A hundred yards off the stern, two dolphins jumped in unison, their question-mark silhouettes etched into the horizon. Yagamata’s look was impenetrable. He seemed to be deciding how much to tell me. “Vladimir began as a low-level operative for one of my business contacts in St. Petersburg, when it was still called Leningrad. He spoke English reasonably well and knew how to grease the wheels in the old bureaucracy to get things done. He was a resourceful man who helped me obtain certain, shall we say, hard-to-get items.”

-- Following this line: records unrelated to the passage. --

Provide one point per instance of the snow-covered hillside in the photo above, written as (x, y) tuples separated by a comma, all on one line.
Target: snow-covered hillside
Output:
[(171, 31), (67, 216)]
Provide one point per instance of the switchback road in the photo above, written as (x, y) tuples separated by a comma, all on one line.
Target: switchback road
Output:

“He was a thief, a smuggler?”
Yagamata very nearly smiled. If he found me amusing, maybe next time he’d send a limo for me, instead of two goons. “The Russians have a far kinder term. Fartsovshchiki, black marketeer. Religious icons, vestments, antique weaponry, a divan from Mikhailovsky Castle, silver bridle chains that may or may not have belonged to a czar, these were his specialties.”
“Still, he was a criminal. If Smorodinsky had a known propensity for violence, it could help Crespo’s defense.”
Yagamata gave me a quizzical look, as if the furthest thing from his mind was Francisco Crespo. “Criminal,” he said, rolling the word around his tongue, “is a relative term. In my country, and yours for that matter, a successful businessman who generously shares his wealth with underpaid public servants is considered a criminal. Yet, in certain Latin American countries, that is the accepted method-indeed the only method-of doing business. When there was still a Soviet Union, everyone looked for ways to circumvent a system no one but the party apparatchiki wanted. It was great sport to battle the government, to get the extra sausage or to steal state property from a factory. The Russians tell a wonderful political joke that is just as meaningful now as when the verkhushka, the Party elite, called the shots. What’s the difference between communism and capitalism?”
I played along and held up my hands.
“Capitalism is the exploitation of man by man, and communism is the opposite.” He laughed at his own joke. “Mr. Lassiter, do you know much about art?”
“No, I don’t even know what I like.”
Yagamata nodded with approval. Maybe he preferred working with a clean slate.
“Japanese art is very simple, very clear. By Western standards, the depiction is unreal, highly idealized, and there is little perspective. If a painter always has his cherry blossoms in bloom, always facing the viewer, always in full color with no shading, the art is mere decoration.”
“And you find Russian art more complex and interesting.”
“ European art. Once Peter the Great came to the throne in the early 1700s, Russia left its Byzantine past behind. Its artists were greatly influenced by those in France, Italy, and Holland. The Russians know fine art and appreciate it. Have you ever been to the Hermitage in St. Petersburg?”